Готтентотам — готтентотово

О романе Александра Терехова


Роман Александра Терехова (М., «Астрель») называется «Немцы». Догадайтесь, почему? Все просто. Главный герой — Эбергард, его жены (бывшая и нынешняя), дочь и трое корешей тоже именуются по-басурмански. Хотя ничем не отличаются от всех прочих персонажей, которых автор одарил более-менее русскими фио. Только новый префект Восточно-Южного (ловим фишку!) округа неназванного ни разу мегаполиса (сечем юмор!) влачит бытие с кликухой «монстр».

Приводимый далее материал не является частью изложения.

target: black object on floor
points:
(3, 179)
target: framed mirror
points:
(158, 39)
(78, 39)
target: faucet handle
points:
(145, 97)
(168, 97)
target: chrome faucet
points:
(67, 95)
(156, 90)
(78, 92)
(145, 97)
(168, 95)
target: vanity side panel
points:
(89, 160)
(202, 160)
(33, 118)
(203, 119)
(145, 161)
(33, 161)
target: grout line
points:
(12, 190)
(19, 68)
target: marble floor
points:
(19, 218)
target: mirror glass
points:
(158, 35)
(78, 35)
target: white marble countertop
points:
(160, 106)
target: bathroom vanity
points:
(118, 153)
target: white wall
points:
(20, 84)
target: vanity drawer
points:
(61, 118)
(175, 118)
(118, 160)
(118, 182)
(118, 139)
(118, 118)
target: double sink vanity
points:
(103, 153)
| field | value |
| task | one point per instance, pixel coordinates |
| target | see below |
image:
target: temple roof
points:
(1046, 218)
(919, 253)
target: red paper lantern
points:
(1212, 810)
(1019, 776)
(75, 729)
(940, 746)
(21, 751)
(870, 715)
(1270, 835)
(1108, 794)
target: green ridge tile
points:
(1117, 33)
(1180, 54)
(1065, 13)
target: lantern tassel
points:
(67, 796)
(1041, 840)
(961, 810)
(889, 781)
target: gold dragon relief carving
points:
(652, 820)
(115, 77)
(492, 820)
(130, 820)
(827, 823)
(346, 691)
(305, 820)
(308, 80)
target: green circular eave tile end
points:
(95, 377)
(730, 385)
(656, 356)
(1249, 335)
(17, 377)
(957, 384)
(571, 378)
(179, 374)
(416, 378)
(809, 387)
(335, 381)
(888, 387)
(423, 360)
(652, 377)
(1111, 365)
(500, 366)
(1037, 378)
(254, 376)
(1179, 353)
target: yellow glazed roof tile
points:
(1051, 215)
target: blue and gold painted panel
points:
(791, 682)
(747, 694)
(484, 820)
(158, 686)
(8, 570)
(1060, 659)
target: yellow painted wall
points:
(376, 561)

Поелику монстр он и есть: вершит государеву волю, обеспечивает на выборах должный процент голосов за «Единую Россию» (так прямо смелый автор и пишет! фамилии «Путин» и «Медведев» в романе тоже возникают не раз), доводит до обмороков (и/или увольнений) холуев, улещивает и обманывает население, поднимается на свой этаж в отдельном лифте, тайно объезжает округ на старых «Жигулях», дабы ущучить нерадивых подчиненных (может, врет, а может — и впрямь), истерикует из-за плохих полотенец в клозете… Ну и, понятное дело, жрет бабло. В три горла. Нет, в пять, в семь, в двести шестнадцать! Оттого и монстр. В отличие от своего предшественника, который занимался тем же, но не столь рьяно и мерзко. В общем, префект — монстр, а ходящие (дрожащие) под монстром Эбергард и трое его друганов — немцы. Понятно, да? Оккупанты.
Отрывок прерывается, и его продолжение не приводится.